Archiv für Dienstag, 7. Juli 2009

Schock: 47 Prozent der KillKill!-Leser inexistent

Veröffentlicht in Ich liebe dich, mein liebes Ich, Jesus etc., Nix für Analphabeten am Dienstag, 7. Juli 2009 von drunkenjudge

Die Medienkrise verschont auch Kill!Kill! nicht: Rund die Hälfte der Leser des Qualitätsblogs sind schlicht nicht existent, wie eine aktuelle Umfrage zeigt. Fatal: Die Anzeigenkunden springen ab, die Kill!Kill!-Redaktion fürchtet um ihren Verstand.

«Bist du?» wollte Kill!Kill! kürzlich von seinen Besucherinnen und Besuchern wissen. Die Resultate der existenziellen Umfrage sind ein Schlag ins Gesicht, denn nur 53 Prozent der Leser haben die Frage bejaht – die andere knappe Hälfte «ist nicht».

«Dass ein derart grosser Teil unserer Zielgruppe nicht existiert, stellt den Sinn unserer Arbeit mehr als nur in Frage. Wir stehen vor einem Abgrund», jammert ein Kill!Kill!-Mitarbeiter, der seinen Namen nicht in der Zeitung lesen will.

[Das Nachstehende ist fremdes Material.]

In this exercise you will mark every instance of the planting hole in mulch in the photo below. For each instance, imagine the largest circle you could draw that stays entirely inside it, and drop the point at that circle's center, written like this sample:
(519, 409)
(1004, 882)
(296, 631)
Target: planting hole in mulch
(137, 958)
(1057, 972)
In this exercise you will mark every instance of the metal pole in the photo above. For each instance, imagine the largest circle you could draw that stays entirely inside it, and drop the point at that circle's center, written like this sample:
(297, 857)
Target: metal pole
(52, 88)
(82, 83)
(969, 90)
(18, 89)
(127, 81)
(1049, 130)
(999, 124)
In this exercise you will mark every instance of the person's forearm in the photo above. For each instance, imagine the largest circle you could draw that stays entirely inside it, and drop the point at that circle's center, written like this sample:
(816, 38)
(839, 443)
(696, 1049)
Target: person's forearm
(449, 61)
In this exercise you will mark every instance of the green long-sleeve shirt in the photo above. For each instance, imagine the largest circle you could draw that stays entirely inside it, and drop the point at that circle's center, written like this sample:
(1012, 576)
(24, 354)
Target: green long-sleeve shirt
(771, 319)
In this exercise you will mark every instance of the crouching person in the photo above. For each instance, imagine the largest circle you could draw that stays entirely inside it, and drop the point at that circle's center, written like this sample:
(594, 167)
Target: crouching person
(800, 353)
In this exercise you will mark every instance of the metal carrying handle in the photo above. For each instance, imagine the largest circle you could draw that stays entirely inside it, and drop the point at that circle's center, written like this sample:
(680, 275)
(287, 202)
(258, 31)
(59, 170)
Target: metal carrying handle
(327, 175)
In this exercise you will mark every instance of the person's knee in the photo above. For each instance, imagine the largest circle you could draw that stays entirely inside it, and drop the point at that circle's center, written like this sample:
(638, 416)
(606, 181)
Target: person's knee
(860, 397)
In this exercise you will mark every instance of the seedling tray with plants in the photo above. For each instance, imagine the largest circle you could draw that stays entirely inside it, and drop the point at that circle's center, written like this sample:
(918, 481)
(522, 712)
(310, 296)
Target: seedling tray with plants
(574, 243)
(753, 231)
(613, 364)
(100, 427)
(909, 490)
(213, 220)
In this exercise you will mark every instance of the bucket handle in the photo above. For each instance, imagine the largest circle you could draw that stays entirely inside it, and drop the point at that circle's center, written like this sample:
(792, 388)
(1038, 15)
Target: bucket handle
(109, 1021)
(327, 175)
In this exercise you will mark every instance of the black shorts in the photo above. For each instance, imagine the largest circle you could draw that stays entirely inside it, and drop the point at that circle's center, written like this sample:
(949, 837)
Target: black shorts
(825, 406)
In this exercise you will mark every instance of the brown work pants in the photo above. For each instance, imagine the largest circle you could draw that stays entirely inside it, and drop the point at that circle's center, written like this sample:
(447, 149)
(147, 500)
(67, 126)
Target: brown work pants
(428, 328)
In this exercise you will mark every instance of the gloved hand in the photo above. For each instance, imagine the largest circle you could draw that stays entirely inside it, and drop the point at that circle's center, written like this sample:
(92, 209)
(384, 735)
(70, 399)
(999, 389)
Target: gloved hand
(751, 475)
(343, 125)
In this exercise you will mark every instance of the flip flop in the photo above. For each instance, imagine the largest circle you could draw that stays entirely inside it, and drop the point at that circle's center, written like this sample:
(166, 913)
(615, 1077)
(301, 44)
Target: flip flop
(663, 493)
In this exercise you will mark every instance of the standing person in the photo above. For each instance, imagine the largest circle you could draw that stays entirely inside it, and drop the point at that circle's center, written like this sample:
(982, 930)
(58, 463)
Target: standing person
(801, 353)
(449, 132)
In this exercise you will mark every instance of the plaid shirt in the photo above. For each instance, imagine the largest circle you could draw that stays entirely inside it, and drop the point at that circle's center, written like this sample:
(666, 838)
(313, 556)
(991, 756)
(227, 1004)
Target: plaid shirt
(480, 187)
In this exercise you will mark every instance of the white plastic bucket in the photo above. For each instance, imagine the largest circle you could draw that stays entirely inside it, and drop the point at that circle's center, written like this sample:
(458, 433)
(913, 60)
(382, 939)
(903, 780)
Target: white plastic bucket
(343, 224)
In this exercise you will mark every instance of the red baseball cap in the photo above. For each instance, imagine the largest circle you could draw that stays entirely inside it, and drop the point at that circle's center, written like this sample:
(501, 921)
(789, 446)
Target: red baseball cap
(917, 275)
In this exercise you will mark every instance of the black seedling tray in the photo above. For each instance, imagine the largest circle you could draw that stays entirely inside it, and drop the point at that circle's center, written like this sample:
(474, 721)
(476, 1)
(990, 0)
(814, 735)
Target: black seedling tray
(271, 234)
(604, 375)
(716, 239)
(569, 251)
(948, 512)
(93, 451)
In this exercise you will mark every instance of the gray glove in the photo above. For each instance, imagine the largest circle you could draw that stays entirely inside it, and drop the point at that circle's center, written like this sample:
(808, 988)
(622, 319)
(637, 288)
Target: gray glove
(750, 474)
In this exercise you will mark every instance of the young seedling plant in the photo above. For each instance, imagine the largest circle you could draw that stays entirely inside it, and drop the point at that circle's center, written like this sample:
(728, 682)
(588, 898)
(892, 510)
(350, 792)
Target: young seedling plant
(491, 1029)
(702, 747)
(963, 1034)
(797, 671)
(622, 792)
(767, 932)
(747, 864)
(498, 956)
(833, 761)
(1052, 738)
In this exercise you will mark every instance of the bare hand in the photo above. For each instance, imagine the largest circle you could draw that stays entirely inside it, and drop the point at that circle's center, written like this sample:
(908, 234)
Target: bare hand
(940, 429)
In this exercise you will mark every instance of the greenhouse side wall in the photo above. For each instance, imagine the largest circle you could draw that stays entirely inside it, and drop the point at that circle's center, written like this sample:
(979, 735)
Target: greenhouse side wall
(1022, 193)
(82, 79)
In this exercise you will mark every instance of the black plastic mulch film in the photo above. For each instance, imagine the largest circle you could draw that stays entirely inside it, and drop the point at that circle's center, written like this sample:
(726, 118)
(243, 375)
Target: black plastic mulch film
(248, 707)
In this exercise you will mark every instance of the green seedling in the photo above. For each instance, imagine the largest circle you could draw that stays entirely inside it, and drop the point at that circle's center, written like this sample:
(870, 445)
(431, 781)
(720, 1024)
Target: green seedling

Nicht da: Kill!Kill!-Leser

Nicht da: Kill!Kill!-Leser

Weniger Produktionsaufwand dank transzendenten Beiträgen
Aus dem Blog-Umfeld ist zu vernehmen, dass man bei Kill!Kill! derzeit verschiedene Ansätze prüfe, um sich aus der Misere zu befreien. «Diskutiert wird die Publikation inexistenter Beiträge, um die Leser quasi bei ihrem eigenen ontologischen Status abzuholen», will ein «Freund» der Redaktion wissen. Da die Produktion weniger aufwändig wäre, könnten beim Personal massive Einsparungen vorgenommen werden.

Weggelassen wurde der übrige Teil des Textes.